Aparece, claro como um cristal, o caminho de morte. Onde terá começado, onde e porquê explodiu finalmente, como se desenvolveu até ela se arrastar entre a vida e a morte. É porque ela, a mulher «cristo crucificado» foi condenada á morte, há muito tempo pela própria mãe, assm como quem não quer a coisa. e depois a morte ded facto, nunca mais a deixou. o cristo debate-se estraçalhado entre o apelo de morte mas quer viver apesar da maldição e da fúria materna. E chama-lhe santa, «a melhor mãe do mundo». Sem se dar conta, revela cada passo, cada degrau da escada que a morte foi subindo no silêncio da sua alma atormentada, e de que forma a apodreceu. A morte terrível do irmão mais novo, as guerras, os medos e os traumas que traz dentro de si, vozinhas infames que clamam incessantemente pela sua morte. Vai ficando mais leve á medida que fala. Prepara-se para sair e ir embora, mas poderia ter ficado ali a tarde inteira e eu ficaria presa das suas histórias. Com quatro ou cinco palavras o homem absolve-a da dor insuportável da culpa. Diz-lhe que se perdoe e que esqueça tudo, porque não é criminosa. Ela ouve com atenção, ela mexe-se com facilidade noutras dimensões, liga-se facilmente ao invisível e de alguma maneira é facil sonhar com  ela. Conta as suas ligações com um além benéfico, a ligação profunda que tem com o único filho, como se adivinham, como se comunicm sem palavras.
Por momento tenho a ilusão eufórica de que poderia ficar ao lado dela. Apetece-me pedir ao homem que aceda a salvar mais uma vida, só mais uma. Que a cure para que ela possa vir ainda a ser feliz, memso que só por uns tempos, só uns meses, uns anos, mas ela merecia.

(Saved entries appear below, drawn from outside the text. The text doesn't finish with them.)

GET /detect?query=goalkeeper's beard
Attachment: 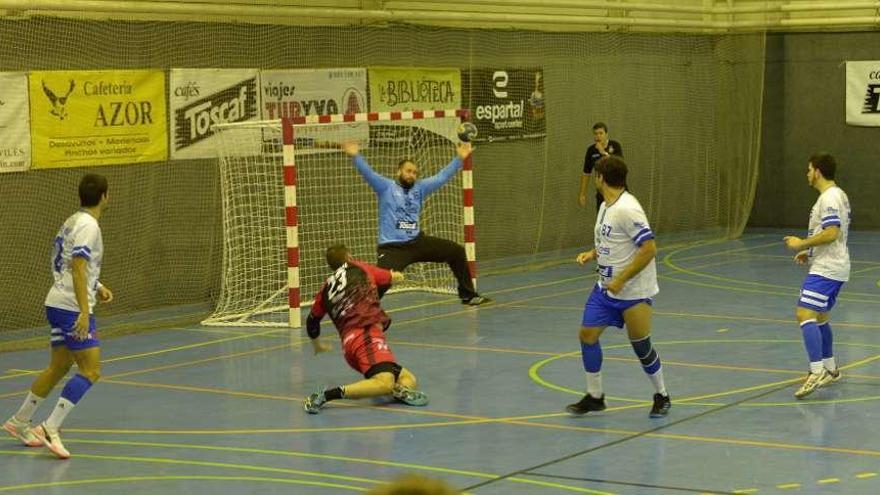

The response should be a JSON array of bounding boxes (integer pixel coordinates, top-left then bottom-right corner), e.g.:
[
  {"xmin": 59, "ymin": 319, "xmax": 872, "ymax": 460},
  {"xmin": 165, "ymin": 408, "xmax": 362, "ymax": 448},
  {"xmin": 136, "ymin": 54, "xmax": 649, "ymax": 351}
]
[{"xmin": 397, "ymin": 177, "xmax": 415, "ymax": 189}]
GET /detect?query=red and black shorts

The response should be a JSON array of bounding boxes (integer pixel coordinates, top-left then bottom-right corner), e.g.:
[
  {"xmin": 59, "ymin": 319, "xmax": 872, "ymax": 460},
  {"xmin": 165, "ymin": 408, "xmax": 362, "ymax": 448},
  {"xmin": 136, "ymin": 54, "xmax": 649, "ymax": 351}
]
[{"xmin": 341, "ymin": 324, "xmax": 399, "ymax": 378}]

Mas ele deve estar cansado, já tem a sua conta de salvamentos.
Milagre imenso, é para minha a certeza da origem e da sequência quase sagrada das tragédias, dos destinos e do sentido profundo das coisas. A vida é coisa muito séria, é para ser vivida com respeito aproveitando todas as alegrias sem deixar escapar uma , sempre que possível, para esconjurar o mal e a melancolia. Há caminhos de grande sofrimento, por um lado, e há formas simples e inteiras, completas, de lhe dar uma saída, por outro. Tudo é nomeável, e isso é coisa mágica. Falamos, curamos. É só desvendar, com uma chave mágica, a sequência das coisas, saber onde tudo começou.
Saio eufórica da aula. Se acabámos de tocar um milagre desta forma tão simples e profundamente eficaz, tão humanamente cirúrgica, então tudo é possível nesta vida. Aposto na alegria. Na celebração. na redenção.
Agradeço profundamente às minhas companheiras de entusiasmo pela descoberta destes caminhos, desta compreensão sagrada da vida.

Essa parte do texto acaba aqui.